Fiesta scandal shouldn't tarnish all bowl games

There was an informal gathering of media and people with deep pockets Tuesday at Ferraro's restaurant during which a new logo celebrating the MAACO Bowl Las Vegas' 20th birthday was unveiled.

In a stunning development, it does not feature the iconic "Welcome to Fabulous Las Vegas" sign. The news release said the traditional logo would return in 2012, and so I was able to sleep with only minimal tossing and turning.

The new logo features two giant X's, or Julius Caesar 10's. If the bowl game survives another decade, it follows that there will be another logo, with three X's.

XXX. Las Vegas. Football. Think about it.

If John Junker, the disgraced former CEO of the Fiesta Bowl, survives another decade, this is when I predict MAACO Bowl Las Vegas executive director Tina Kunzer-Murphy will be ousted in a spectacular coup d'etat.

Junker once wrote a check embossed with the Fiesta Bowl logo to a strip joint. That takes a big blazer, friends. There were lavish dinners with fine meats and cheeses, lavish golf outings with Jack Nicklaus and lavish contributions to politicians, to keep it all quiet. The wrong guy must have gotten elected. There were accusations and investigations and pink slips, with Junker receiving one of those.

The ATM known as the Fiesta Bowl had to cough up more money to pay a fine and was put on probation -- for one whole year. Thus, I am convinced that had Bruno Hauptmann worn a yellow blazer when Charles Augustus Lindbergh Jr. was kidnapped in 1932, he would have not only beaten the rap but been given a preferential tee time at next year's "Fiesta Frolic."

Thanks to Junker, instead of discussing whether Anthony Calvillo -- the Most Valuable Player of Las Vegas Bowl II, who at last report was still winning Grey Cups in the Canadian Football League -- would be going into the new Las Vegas Bowl Hall of Fame on the first ballot, Kunzer-Murphy was asked if an independent investigation of her finances would turn up receipts for the Thunder Down Under all-male revue.

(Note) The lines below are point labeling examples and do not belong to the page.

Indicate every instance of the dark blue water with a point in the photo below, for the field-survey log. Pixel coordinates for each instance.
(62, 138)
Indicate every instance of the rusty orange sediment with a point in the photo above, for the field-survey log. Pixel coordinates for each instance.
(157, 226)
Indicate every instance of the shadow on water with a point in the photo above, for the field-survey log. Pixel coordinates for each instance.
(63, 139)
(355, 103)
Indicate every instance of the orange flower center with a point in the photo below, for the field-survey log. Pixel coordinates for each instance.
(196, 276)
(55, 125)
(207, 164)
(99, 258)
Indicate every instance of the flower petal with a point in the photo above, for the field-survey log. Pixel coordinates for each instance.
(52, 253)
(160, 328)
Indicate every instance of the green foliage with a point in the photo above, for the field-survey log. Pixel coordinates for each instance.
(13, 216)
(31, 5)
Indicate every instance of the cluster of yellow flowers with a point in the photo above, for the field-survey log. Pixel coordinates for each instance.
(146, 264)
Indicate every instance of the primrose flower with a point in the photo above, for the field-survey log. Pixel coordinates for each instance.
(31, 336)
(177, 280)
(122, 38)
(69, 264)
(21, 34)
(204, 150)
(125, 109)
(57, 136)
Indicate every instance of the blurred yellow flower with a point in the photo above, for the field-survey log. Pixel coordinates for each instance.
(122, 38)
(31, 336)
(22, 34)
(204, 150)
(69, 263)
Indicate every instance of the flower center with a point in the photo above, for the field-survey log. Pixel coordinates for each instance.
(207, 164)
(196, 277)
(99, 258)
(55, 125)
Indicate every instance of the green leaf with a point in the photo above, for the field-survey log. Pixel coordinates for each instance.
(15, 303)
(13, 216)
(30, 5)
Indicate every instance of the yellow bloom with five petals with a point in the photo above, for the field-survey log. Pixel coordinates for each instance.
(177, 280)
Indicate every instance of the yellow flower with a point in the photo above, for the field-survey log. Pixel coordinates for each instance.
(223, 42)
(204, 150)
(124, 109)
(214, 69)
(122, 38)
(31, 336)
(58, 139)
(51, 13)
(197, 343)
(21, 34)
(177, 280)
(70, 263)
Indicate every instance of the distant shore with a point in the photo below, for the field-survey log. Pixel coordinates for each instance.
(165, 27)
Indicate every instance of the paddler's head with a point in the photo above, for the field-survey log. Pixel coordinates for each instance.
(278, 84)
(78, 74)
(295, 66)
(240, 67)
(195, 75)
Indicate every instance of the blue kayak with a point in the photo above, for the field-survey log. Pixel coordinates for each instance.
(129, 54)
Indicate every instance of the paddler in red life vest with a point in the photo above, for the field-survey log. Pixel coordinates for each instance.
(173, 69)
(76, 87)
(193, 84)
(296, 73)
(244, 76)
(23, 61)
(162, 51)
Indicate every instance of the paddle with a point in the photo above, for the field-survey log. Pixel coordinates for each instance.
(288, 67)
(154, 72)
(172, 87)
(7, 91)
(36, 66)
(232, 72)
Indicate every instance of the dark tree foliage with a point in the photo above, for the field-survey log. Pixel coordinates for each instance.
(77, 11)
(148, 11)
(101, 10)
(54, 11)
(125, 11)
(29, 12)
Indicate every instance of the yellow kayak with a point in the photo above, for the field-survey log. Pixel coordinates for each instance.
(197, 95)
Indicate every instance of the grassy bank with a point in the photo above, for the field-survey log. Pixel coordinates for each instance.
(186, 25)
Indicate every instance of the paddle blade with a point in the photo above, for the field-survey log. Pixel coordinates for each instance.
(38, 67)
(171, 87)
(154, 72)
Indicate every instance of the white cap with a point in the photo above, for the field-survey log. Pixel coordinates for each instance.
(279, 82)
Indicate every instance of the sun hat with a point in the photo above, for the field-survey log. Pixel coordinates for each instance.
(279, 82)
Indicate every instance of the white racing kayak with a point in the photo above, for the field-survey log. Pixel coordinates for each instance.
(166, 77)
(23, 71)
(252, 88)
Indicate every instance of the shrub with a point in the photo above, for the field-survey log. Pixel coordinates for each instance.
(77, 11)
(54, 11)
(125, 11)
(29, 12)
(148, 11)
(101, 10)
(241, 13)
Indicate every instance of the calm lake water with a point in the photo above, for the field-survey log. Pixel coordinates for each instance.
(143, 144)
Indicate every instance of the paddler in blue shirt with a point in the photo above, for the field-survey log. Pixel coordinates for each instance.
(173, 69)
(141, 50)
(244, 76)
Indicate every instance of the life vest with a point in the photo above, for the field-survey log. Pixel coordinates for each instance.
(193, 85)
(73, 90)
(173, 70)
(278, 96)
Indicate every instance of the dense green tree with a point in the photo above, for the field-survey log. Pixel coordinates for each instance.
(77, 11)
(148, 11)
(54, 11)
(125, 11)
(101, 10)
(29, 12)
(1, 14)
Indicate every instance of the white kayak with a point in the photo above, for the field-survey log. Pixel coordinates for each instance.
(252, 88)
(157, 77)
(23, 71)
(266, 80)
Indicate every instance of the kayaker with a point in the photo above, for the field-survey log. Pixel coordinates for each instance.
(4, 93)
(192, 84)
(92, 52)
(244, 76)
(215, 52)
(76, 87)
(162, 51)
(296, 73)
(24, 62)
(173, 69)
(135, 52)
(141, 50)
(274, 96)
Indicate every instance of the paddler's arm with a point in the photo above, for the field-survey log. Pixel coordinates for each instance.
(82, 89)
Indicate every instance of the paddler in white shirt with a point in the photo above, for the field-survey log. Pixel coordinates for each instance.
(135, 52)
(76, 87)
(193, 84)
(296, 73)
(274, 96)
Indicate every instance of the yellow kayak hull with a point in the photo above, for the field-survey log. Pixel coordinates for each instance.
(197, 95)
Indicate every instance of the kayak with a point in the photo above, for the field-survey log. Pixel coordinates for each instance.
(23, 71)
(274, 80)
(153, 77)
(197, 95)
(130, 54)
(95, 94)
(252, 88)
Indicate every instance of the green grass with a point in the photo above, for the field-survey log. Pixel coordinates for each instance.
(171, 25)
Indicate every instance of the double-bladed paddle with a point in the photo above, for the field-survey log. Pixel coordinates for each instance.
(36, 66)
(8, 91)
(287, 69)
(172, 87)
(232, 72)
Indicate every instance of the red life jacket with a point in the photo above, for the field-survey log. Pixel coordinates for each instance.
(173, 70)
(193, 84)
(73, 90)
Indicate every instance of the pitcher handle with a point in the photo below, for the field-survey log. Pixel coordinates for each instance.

"No, no, no," she said, laughing. "You might see something for the drive-thru at In-N-Out, though."

Even legit people in the bowl business find themselves having to defend the system.

Kunzer-Murphy said she just returned from the bowl association meetings in New Orleans, where Fiesta Bowl backlash was a hot topic, after golf and cocktails.

"There are so many great things happening in our bowl world, what they do and what they spend their time doing, the goodwill that happens," she said. "What happened with the Fiesta Bowl happened to them. We have 34 other entities that are doing things the right way, and that's what I think we focus on."

Those whose nonprofit houses aren't in order also focus on mopping and dusting and tidying up, to keep Uncle Sam out of the Tostitos.

"Do you take a step back and take a look at everything as a whole? Absolutely, because that's our business," Kunzer-Murphy said. "We've got the BCS, the NCAA, the Fiesta Bowl working on their issues ... ."

That's like sending Moe, Larry and Curly to fix a leaky faucet, but I know what Kunzer-Murphy is trying to say: that the local bowl game does good things for the local community, starting with filling hotel rooms during what used to be a slow time of the year and that all bowl game directors aren't as shameless and corrupt as John Junker when it comes to spending Ohio State's or Florida's or ESPN's money.

Kunzer-Murphy gets to spend some of ESPN's money, too -- the MAACO Bowl Las Vegas is one of six bowls owned and operated by ESPN Regional Television, Inc. But she has a budget and must stay within it, or Stuart Scott is apt to raise an eyebrow.

As for Kunzer-Murphy's salary, well, all I will say is the last time we went to lunch, we split the bill, even though I had the double-double.